3. 主要な結果 (Key Results)

• ISF の発生頻度:

  • 典型的なトリプシン分解サンプルにおいて、完全トリプシンペプチドの約 1%、半トリプシンペプチドの約 22% が ISF に由来していました。
  • サンプルの複雑度が低い場合（ペプチド混合物や低複雑度サンプル）、ISF の割合は劇的に増加し、場合によっては全ペプチド同定の3 分の 1 以上を占めました。
  • 免疫ペプチドミクスデータでは、9 残基以下の短鎖ペプチドにおいて、ISF 断片が**最大 37%**を占めることが確認されました。

• ISF の特性:

  • 配列特性: ISF は主に N 末端側で発生し、Val-Leu, Val-Ile, Val-Ala などの疎水性アミノ酸結合、および Pro-Gly, Pro-Ala などのプロリンを含む結合で頻発しました。
  • PTM の影響: メチオニン酸化や N 末端アセチル化の脱離（PTM-ISF）も検出されました。リン酸化ペプチドでは、リン酸基の脱離が特にチロシン（Tyr）で顕著でした。
  • 機器依存性: ISF の発生率は機器モデルやパラメータに強く依存します。特にイオン漏斗の RF 電圧とイオン伝達キャピラリー（ITC）の温度が高いほど ISF が増加しました。

• 定量への影響:

  • 相対定量: ISF はペプチドやタンパク質レベルの相対定量精度にはほとんど影響を与えませんでした。むしろ、親ペプチドは高強度であるため、定量には有用であることが示されました。
  • 同定への影響: 定量的には問題なくても、ISF 断片を生物学的ペプチドとして誤認することは、特に短鎖ペプチドや半トリプシンペプチドを扱う解析において重大な誤解を招きます。

• DIA 解析における課題:

  • 現在の多くの DIA 解析アルゴリズムは「1 つのペプチド配列は 1 つのピークしか持たない」と仮定しています。しかし、ISF により同じ配列が複数のピーク（親と断片）として現れる場合、従来の手法では真のペプチド同定を見逃したり、ISF の実態を過小評価したりするリスクがあることが示されました。

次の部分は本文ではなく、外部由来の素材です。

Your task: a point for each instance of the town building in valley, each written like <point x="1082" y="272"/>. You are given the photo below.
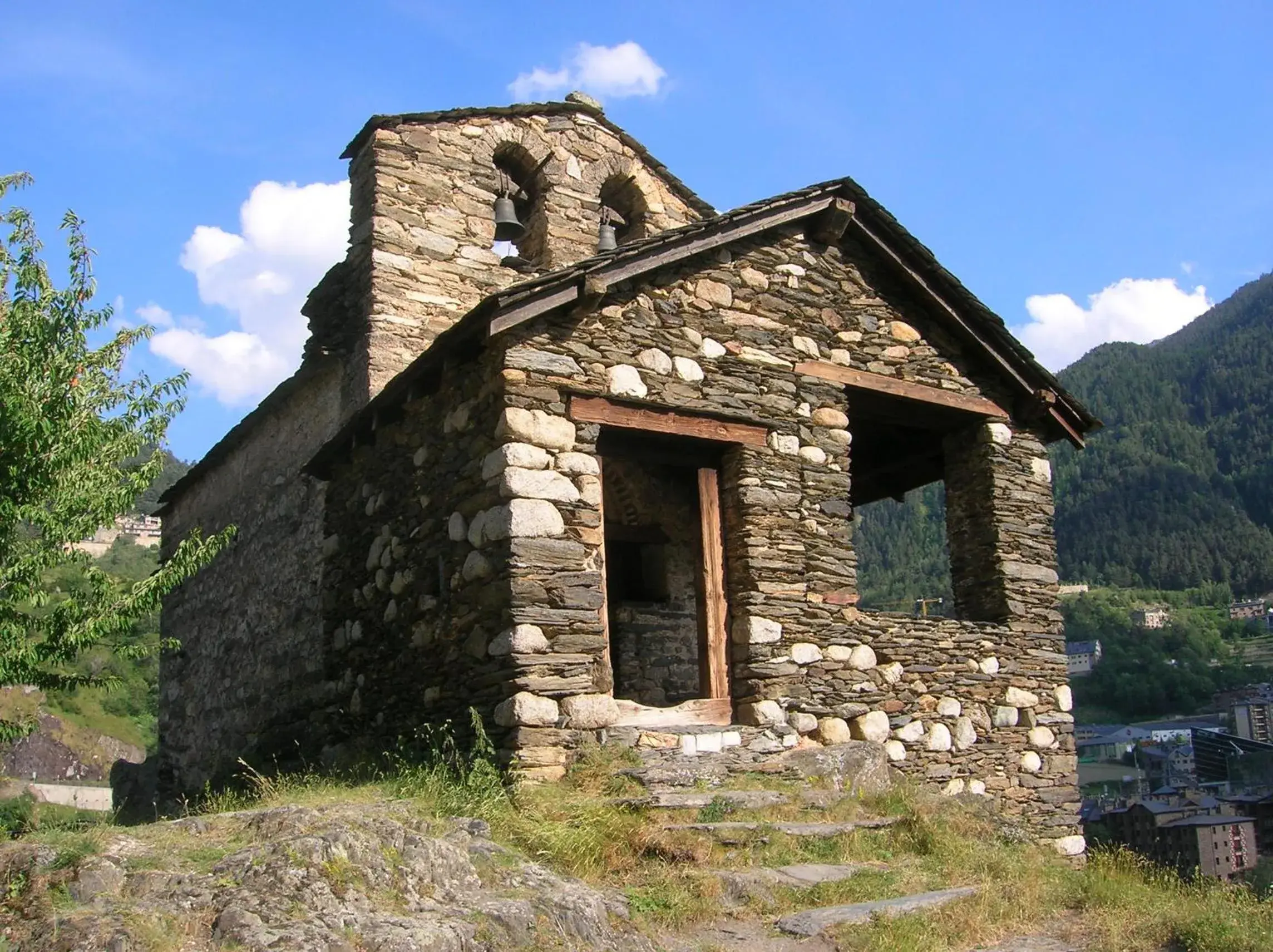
<point x="1081" y="657"/>
<point x="600" y="483"/>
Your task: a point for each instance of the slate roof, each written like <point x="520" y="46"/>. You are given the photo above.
<point x="661" y="250"/>
<point x="657" y="247"/>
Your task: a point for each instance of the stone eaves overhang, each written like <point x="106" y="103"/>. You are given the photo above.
<point x="833" y="208"/>
<point x="526" y="110"/>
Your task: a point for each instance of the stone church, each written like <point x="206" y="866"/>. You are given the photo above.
<point x="571" y="448"/>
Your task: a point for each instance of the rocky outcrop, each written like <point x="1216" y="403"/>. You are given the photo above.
<point x="338" y="879"/>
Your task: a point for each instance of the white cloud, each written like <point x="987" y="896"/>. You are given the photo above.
<point x="289" y="236"/>
<point x="154" y="315"/>
<point x="616" y="72"/>
<point x="1132" y="309"/>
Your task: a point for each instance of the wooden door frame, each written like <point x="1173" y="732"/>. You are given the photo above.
<point x="716" y="706"/>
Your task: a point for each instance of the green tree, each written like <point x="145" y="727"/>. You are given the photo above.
<point x="73" y="432"/>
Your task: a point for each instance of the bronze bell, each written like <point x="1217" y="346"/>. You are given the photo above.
<point x="606" y="240"/>
<point x="507" y="227"/>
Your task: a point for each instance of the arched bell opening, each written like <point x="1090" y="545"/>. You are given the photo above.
<point x="521" y="228"/>
<point x="623" y="211"/>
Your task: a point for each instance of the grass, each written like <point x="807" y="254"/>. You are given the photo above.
<point x="1117" y="902"/>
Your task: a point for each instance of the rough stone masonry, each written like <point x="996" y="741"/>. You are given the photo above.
<point x="462" y="534"/>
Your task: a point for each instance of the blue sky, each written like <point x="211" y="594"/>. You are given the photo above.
<point x="1085" y="169"/>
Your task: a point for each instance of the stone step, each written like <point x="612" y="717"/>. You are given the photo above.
<point x="746" y="884"/>
<point x="727" y="827"/>
<point x="683" y="800"/>
<point x="811" y="922"/>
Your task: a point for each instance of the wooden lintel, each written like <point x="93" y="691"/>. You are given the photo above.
<point x="656" y="420"/>
<point x="830" y="226"/>
<point x="891" y="386"/>
<point x="531" y="308"/>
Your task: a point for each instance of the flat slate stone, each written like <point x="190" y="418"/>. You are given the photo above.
<point x="744" y="800"/>
<point x="790" y="829"/>
<point x="811" y="922"/>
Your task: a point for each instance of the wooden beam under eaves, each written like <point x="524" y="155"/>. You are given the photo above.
<point x="905" y="390"/>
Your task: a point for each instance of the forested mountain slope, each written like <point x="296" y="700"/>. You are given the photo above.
<point x="1174" y="492"/>
<point x="1178" y="488"/>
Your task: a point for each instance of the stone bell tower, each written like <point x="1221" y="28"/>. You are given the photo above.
<point x="423" y="236"/>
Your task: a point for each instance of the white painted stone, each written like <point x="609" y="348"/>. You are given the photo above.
<point x="862" y="657"/>
<point x="537" y="484"/>
<point x="577" y="465"/>
<point x="687" y="369"/>
<point x="1064" y="698"/>
<point x="712" y="349"/>
<point x="1006" y="717"/>
<point x="1018" y="698"/>
<point x="526" y="709"/>
<point x="753" y="629"/>
<point x="806" y="346"/>
<point x="590" y="712"/>
<point x="762" y="714"/>
<point x="834" y="731"/>
<point x="476" y="567"/>
<point x="524" y="519"/>
<point x="783" y="443"/>
<point x="1000" y="433"/>
<point x="590" y="489"/>
<point x="830" y="418"/>
<point x="802" y="722"/>
<point x="624" y="381"/>
<point x="911" y="732"/>
<point x="709" y="742"/>
<point x="522" y="455"/>
<point x="1071" y="845"/>
<point x="806" y="653"/>
<point x="939" y="738"/>
<point x="520" y="639"/>
<point x="1042" y="737"/>
<point x="537" y="428"/>
<point x="812" y="455"/>
<point x="872" y="726"/>
<point x="655" y="359"/>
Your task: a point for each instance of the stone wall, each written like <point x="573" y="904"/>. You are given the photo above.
<point x="251" y="670"/>
<point x="250" y="667"/>
<point x="409" y="605"/>
<point x="423" y="203"/>
<point x="979" y="706"/>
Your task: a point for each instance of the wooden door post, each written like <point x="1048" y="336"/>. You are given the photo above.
<point x="714" y="656"/>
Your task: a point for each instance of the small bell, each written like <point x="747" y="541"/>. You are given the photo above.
<point x="507" y="227"/>
<point x="606" y="240"/>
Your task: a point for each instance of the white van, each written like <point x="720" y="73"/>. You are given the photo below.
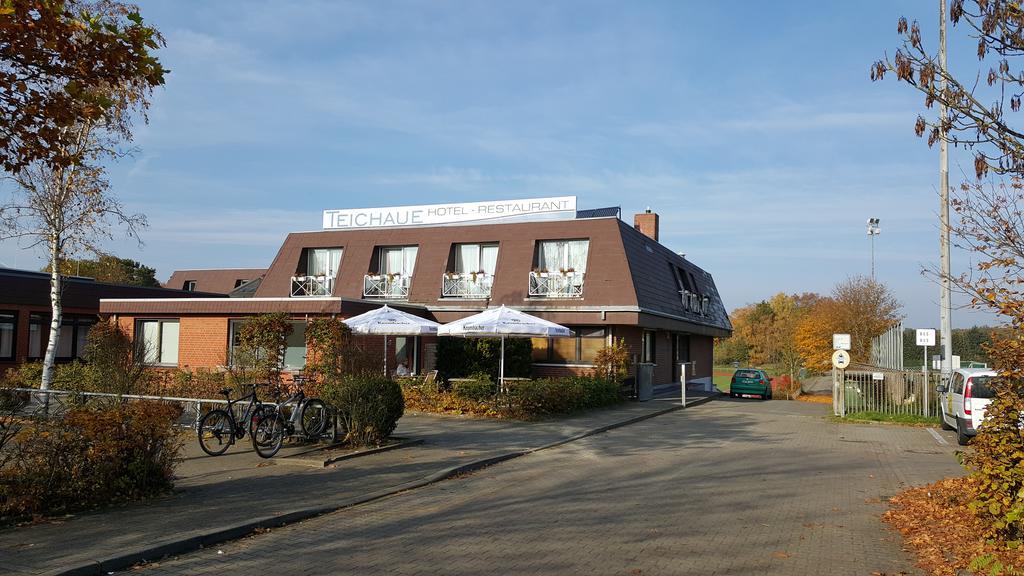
<point x="964" y="401"/>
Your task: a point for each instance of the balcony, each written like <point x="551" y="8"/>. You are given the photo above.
<point x="309" y="286"/>
<point x="390" y="286"/>
<point x="466" y="285"/>
<point x="556" y="284"/>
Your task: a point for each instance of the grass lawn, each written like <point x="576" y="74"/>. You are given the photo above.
<point x="905" y="419"/>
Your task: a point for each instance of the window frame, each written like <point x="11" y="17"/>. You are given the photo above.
<point x="13" y="335"/>
<point x="140" y="340"/>
<point x="578" y="338"/>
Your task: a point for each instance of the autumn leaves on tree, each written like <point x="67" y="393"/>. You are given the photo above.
<point x="791" y="331"/>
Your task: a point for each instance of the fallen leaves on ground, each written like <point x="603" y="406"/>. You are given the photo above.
<point x="937" y="524"/>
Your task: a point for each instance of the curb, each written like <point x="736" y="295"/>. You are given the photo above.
<point x="276" y="521"/>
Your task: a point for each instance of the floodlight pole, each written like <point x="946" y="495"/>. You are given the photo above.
<point x="945" y="309"/>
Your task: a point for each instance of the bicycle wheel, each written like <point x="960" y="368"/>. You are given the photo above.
<point x="313" y="418"/>
<point x="268" y="434"/>
<point x="216" y="432"/>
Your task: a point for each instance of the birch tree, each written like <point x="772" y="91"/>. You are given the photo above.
<point x="73" y="76"/>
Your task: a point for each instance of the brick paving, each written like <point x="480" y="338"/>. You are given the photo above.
<point x="733" y="487"/>
<point x="215" y="493"/>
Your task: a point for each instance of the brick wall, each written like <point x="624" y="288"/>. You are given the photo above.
<point x="203" y="341"/>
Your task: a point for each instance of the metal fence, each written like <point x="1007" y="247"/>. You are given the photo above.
<point x="867" y="388"/>
<point x="887" y="348"/>
<point x="53" y="404"/>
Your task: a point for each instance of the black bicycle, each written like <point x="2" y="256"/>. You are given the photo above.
<point x="218" y="428"/>
<point x="301" y="417"/>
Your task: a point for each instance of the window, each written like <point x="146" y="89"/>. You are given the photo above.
<point x="36" y="330"/>
<point x="160" y="341"/>
<point x="295" y="344"/>
<point x="397" y="260"/>
<point x="8" y="325"/>
<point x="647" y="352"/>
<point x="474" y="257"/>
<point x="581" y="348"/>
<point x="320" y="261"/>
<point x="562" y="255"/>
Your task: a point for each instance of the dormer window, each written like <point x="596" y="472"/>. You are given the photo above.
<point x="559" y="268"/>
<point x="391" y="273"/>
<point x="470" y="272"/>
<point x="315" y="272"/>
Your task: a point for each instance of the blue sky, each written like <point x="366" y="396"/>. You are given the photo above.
<point x="753" y="128"/>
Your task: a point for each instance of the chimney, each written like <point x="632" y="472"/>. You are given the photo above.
<point x="646" y="223"/>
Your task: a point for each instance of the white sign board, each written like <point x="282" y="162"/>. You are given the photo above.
<point x="434" y="214"/>
<point x="841" y="341"/>
<point x="841" y="359"/>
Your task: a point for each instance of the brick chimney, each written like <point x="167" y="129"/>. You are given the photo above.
<point x="646" y="223"/>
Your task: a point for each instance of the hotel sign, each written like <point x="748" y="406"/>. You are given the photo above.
<point x="434" y="214"/>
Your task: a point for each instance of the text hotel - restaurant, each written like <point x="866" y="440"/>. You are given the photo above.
<point x="587" y="270"/>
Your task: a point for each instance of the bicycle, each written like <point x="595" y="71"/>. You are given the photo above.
<point x="218" y="428"/>
<point x="308" y="419"/>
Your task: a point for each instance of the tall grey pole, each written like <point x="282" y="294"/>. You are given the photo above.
<point x="945" y="309"/>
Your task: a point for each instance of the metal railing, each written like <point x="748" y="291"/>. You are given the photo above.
<point x="556" y="285"/>
<point x="386" y="286"/>
<point x="866" y="388"/>
<point x="304" y="286"/>
<point x="53" y="404"/>
<point x="466" y="285"/>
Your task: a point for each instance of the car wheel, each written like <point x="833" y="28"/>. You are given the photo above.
<point x="962" y="438"/>
<point x="942" y="421"/>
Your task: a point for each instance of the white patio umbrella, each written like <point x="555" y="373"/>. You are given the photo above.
<point x="503" y="323"/>
<point x="386" y="322"/>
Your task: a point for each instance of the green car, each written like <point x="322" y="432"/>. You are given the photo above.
<point x="752" y="381"/>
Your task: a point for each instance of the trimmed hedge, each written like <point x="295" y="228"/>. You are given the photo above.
<point x="368" y="407"/>
<point x="524" y="400"/>
<point x="92" y="457"/>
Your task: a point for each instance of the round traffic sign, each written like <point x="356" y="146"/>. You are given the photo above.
<point x="841" y="359"/>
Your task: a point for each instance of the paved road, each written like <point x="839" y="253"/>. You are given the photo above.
<point x="733" y="487"/>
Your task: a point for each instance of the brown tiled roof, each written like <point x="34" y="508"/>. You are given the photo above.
<point x="218" y="281"/>
<point x="33" y="288"/>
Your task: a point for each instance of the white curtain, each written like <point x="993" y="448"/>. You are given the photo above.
<point x="391" y="260"/>
<point x="410" y="260"/>
<point x="324" y="261"/>
<point x="467" y="258"/>
<point x="488" y="258"/>
<point x="151" y="339"/>
<point x="551" y="256"/>
<point x="577" y="257"/>
<point x="168" y="342"/>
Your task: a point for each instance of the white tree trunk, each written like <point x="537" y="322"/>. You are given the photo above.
<point x="51" y="344"/>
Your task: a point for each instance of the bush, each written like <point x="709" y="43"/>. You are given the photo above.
<point x="480" y="388"/>
<point x="92" y="457"/>
<point x="369" y="407"/>
<point x="561" y="396"/>
<point x="461" y="358"/>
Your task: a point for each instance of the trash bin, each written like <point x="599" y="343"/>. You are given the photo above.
<point x="645" y="381"/>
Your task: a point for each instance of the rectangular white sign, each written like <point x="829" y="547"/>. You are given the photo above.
<point x="841" y="341"/>
<point x="434" y="214"/>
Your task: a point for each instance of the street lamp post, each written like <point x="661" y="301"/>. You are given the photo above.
<point x="872" y="231"/>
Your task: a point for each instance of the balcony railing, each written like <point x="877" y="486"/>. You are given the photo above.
<point x="386" y="286"/>
<point x="466" y="285"/>
<point x="306" y="286"/>
<point x="556" y="284"/>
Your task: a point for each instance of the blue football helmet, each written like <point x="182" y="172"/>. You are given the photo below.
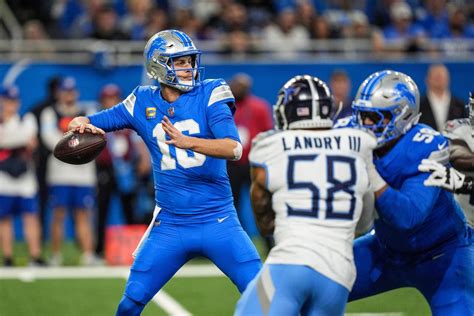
<point x="304" y="102"/>
<point x="389" y="99"/>
<point x="159" y="53"/>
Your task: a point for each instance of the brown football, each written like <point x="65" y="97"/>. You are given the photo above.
<point x="77" y="149"/>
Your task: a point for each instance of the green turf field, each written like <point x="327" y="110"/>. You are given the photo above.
<point x="197" y="295"/>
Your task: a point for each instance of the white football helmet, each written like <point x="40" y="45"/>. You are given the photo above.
<point x="159" y="53"/>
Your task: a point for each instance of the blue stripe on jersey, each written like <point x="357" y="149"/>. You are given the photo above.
<point x="184" y="38"/>
<point x="371" y="84"/>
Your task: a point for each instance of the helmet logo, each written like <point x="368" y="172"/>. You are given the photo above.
<point x="302" y="111"/>
<point x="404" y="93"/>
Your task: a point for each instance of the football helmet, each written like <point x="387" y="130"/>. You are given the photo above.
<point x="159" y="53"/>
<point x="304" y="102"/>
<point x="389" y="99"/>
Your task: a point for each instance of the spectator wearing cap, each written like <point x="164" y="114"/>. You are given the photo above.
<point x="71" y="187"/>
<point x="253" y="117"/>
<point x="438" y="105"/>
<point x="116" y="170"/>
<point x="18" y="187"/>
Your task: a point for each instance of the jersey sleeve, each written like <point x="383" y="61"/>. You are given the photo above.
<point x="221" y="122"/>
<point x="261" y="149"/>
<point x="118" y="117"/>
<point x="219" y="111"/>
<point x="221" y="93"/>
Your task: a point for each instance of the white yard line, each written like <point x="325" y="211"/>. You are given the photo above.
<point x="162" y="299"/>
<point x="169" y="304"/>
<point x="29" y="274"/>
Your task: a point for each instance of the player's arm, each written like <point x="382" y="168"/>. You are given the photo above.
<point x="460" y="155"/>
<point x="261" y="200"/>
<point x="220" y="148"/>
<point x="407" y="207"/>
<point x="118" y="117"/>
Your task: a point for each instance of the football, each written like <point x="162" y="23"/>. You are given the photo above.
<point x="77" y="149"/>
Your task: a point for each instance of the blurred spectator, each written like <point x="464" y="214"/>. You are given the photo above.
<point x="17" y="177"/>
<point x="438" y="105"/>
<point x="135" y="21"/>
<point x="435" y="20"/>
<point x="185" y="21"/>
<point x="238" y="45"/>
<point x="360" y="28"/>
<point x="340" y="85"/>
<point x="286" y="38"/>
<point x="115" y="170"/>
<point x="105" y="25"/>
<point x="83" y="25"/>
<point x="402" y="33"/>
<point x="34" y="31"/>
<point x="321" y="29"/>
<point x="306" y="13"/>
<point x="42" y="151"/>
<point x="253" y="116"/>
<point x="157" y="21"/>
<point x="459" y="26"/>
<point x="72" y="187"/>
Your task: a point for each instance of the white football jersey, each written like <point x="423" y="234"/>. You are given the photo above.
<point x="461" y="129"/>
<point x="318" y="180"/>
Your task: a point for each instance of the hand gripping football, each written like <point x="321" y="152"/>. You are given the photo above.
<point x="77" y="149"/>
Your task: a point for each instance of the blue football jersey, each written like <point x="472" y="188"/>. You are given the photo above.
<point x="413" y="217"/>
<point x="186" y="182"/>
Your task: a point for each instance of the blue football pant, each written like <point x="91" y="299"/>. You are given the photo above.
<point x="283" y="289"/>
<point x="444" y="277"/>
<point x="169" y="246"/>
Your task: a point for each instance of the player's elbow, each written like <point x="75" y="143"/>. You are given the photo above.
<point x="236" y="151"/>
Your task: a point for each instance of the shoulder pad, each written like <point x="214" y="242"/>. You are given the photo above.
<point x="219" y="91"/>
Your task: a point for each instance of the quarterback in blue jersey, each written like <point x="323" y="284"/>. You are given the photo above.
<point x="188" y="127"/>
<point x="421" y="238"/>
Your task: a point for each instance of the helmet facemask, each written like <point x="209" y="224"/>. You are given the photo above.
<point x="161" y="52"/>
<point x="304" y="102"/>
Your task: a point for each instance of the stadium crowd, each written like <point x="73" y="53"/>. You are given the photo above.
<point x="123" y="168"/>
<point x="243" y="28"/>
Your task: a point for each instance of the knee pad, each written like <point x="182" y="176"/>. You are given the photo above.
<point x="129" y="307"/>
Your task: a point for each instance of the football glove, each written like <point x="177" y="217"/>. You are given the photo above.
<point x="441" y="176"/>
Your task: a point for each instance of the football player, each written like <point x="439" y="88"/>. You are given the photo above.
<point x="187" y="125"/>
<point x="461" y="154"/>
<point x="308" y="183"/>
<point x="421" y="238"/>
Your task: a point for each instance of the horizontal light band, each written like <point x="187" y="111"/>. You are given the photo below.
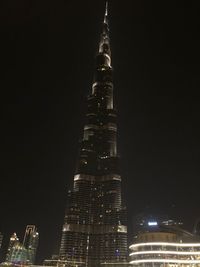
<point x="165" y="261"/>
<point x="165" y="244"/>
<point x="166" y="252"/>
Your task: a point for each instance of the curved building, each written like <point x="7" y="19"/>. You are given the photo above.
<point x="165" y="247"/>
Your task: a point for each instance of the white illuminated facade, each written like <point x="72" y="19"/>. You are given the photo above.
<point x="162" y="253"/>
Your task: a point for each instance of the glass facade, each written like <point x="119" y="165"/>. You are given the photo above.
<point x="160" y="254"/>
<point x="94" y="230"/>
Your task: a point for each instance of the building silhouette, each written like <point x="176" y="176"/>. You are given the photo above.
<point x="161" y="241"/>
<point x="94" y="230"/>
<point x="30" y="243"/>
<point x="14" y="240"/>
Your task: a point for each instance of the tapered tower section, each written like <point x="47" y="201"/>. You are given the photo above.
<point x="94" y="230"/>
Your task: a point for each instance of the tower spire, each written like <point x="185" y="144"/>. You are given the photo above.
<point x="104" y="44"/>
<point x="106" y="14"/>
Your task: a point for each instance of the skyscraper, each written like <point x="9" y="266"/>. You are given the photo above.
<point x="30" y="242"/>
<point x="94" y="230"/>
<point x="14" y="240"/>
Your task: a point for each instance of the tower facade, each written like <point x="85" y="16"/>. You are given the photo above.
<point x="14" y="240"/>
<point x="94" y="230"/>
<point x="30" y="242"/>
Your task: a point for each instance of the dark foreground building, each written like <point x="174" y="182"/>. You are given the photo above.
<point x="94" y="230"/>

4. 主要な貢献 (Key Contributions)

1. ISF 検出ツールの提案: 保持時間（RT）の一致と配列の包含関係に基づき、オープンソースで ISF を検出・注釈付けするアルゴリズムを開発しました。
2. ISF の実態の解明: 多様なプロテオミクス手法（DIA、免疫ペプチドミクス、LiP-MS など）および機器条件下での ISF の発生頻度と特性を体系的に評価し、その影響範囲を定量化しました。
3. 軽減戦略の提示:
   • 免疫ペプチドミクスなどでは、9 残基以下のペプチドをフィルタリングするか、本アルゴリズムを用いて ISF 断片を除去することを推奨。
   • 機器パラメータ（RF、温度など）の最適化により ISF を低減できることを示唆。
   • 定量解析においては、ISF 断片を親ペプチドにマージするよりも、フィルタリングして除去することが推奨されます。

5. 意義と将来展望 (Significance)

• データの信頼性向上: 高感度化・高スループット化が進む現代の質量分析において、ISF による偽陽性の同定を排除することは、特にペプチド中心の解析（構造生物学、免疫学など）の信頼性を高めるために不可欠です。
• 未解析データの解明: 現在、プロテオミクスデータには多数の未注釈の m/z 特徴が存在します。ISF や側鎖切断などの「インソース反応」を解明することで、これらの未解析データの正体を特定し、より包括的なプロテオーム理解に貢献する可能性があります。
• 標準化の必要性: 著者らは、ISF の検出とフィルタリングをプロテオミクスデータ解析の標準的なステップとして導入することを提唱しています。

総じて、この研究は質量分析プロテオミクスにおける長年見過ごされてきたアーティファクト（ISF）の重大性を明らかにし、その検出と管理のための具体的な技術的枠組みを提供した点で極めて重要です。